If we are looking for evidence of a brain lesion, we can say the standard is a CT scan, MRI, within the limits of their sensitivity. That's understandable because we have defined a brain lesion as "physical." But what could possibly be greater evidence of free will than the very experience of it?


Is the absence of the experience of free will at times sufficient to say it there is no free will or it is an illusion when experienced? While you are sleeping at night, does the absence of the experience of the bed your body is sleeping on mean it does not exist at all or simply that it doesn’t exist as imagined by the waking mind and as not-experienced by the sleeping mind?


Understandably, experience is not reliable beyond a certain level of sensitivity–for example, in the case of seeing a “sun-rise”. But in the case of free will, we are not talking about an image *of something*. We are talking about will–the very agency of individuated existence.

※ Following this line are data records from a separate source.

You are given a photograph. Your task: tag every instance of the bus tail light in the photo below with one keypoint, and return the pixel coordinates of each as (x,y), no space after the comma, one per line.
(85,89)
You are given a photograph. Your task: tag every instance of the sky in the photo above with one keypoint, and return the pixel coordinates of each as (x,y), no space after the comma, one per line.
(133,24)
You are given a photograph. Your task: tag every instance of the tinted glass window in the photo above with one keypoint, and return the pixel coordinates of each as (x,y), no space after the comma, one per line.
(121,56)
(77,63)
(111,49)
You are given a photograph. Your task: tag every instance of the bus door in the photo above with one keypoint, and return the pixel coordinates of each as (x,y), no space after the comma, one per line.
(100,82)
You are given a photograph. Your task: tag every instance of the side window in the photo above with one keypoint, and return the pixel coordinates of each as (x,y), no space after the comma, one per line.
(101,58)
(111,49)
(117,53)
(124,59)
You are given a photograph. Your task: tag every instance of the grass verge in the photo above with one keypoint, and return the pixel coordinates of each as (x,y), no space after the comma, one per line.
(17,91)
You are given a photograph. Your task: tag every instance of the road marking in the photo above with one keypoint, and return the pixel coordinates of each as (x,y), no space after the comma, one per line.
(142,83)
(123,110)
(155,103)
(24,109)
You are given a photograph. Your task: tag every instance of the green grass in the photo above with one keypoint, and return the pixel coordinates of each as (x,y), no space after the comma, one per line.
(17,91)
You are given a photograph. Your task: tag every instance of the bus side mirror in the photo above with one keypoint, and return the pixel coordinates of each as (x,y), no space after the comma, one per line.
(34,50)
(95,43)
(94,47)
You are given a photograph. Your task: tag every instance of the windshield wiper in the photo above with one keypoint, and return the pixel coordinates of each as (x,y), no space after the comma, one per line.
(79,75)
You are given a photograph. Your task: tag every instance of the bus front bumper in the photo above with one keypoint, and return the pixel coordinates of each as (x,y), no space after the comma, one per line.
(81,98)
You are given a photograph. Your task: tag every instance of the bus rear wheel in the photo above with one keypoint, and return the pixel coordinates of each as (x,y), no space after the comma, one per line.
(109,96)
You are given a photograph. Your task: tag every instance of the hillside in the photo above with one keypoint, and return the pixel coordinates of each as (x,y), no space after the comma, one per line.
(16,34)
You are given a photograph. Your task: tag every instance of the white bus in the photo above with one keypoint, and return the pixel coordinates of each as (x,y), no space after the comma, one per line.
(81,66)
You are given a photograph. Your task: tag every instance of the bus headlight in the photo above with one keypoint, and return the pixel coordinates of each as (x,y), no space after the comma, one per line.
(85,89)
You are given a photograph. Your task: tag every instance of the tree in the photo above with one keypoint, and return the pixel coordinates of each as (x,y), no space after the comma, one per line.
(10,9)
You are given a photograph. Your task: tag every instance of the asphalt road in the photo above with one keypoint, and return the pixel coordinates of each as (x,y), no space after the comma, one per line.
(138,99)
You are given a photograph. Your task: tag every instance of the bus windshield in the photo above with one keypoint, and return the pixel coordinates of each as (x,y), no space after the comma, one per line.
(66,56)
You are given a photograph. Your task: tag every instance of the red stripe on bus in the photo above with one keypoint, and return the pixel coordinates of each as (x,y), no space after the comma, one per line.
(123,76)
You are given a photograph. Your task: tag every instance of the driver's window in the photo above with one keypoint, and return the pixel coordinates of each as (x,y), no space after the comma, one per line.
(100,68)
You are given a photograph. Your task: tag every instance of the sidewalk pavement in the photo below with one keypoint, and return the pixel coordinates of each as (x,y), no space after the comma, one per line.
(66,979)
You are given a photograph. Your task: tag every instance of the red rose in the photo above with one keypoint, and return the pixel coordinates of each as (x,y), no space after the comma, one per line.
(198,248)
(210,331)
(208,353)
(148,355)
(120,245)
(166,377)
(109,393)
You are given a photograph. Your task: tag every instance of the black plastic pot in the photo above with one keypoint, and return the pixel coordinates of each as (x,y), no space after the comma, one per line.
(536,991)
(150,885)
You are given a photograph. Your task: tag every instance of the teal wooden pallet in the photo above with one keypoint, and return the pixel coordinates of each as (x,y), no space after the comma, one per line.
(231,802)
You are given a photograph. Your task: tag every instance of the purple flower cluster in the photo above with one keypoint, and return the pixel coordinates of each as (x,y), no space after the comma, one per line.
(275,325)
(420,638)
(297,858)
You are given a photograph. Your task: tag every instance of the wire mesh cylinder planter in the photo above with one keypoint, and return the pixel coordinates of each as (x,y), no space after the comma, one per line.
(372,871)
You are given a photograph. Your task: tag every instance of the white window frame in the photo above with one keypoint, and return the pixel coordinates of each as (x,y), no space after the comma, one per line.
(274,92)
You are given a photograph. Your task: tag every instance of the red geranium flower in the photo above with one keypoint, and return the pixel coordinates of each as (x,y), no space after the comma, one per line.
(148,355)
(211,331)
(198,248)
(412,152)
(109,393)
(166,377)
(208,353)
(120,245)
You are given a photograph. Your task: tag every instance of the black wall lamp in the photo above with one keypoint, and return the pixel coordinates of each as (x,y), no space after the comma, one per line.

How can reason–an activity that lives on the nourishment of conceptual boundaries and therefore the boundaries of individuation–comment on the reality as opposed to simply the experience of individuation? Reason alone cannot–not with a straight face. What reason can do is say (the experience of) free will waxes and wanes in relationship with the experience of individuated identity or self, a relationship Harris acknowledges in his monologue.


After this acknowledgement, to go further and suggest reason sits on the side of there being no free will is an overstep. Reasoned exploration of free will is being conflated with observation of the waxing and waning of individuation. “Free will” becomes a scapegoat for a commentary on the search for identity. The overstep, then, does not originate in an exploration of free will, it originates in believing that reason can tell us where or not the individuated self is real as well as what lives beyond it.


Why this overstep? Why go so far as to say–in a roundabout way–reason can tell us that the self “doesn’t exist” and “is an illusion”? One reason is it offers some sense of certainty in an inherently creative domain.


Another reason is this is simply where spirituality is today. The language of “illusion” and “not real” interprets and/or copies the language of ancient philosophical texts, which are doing their best to indicate subtle, non-reasonable realizations using as much reasoning as possible, while knowing such realizations are not native to reason.


Reason is the familiar, available boat that carries the seafarer nearer to shore, upon which the journey begins, not ends.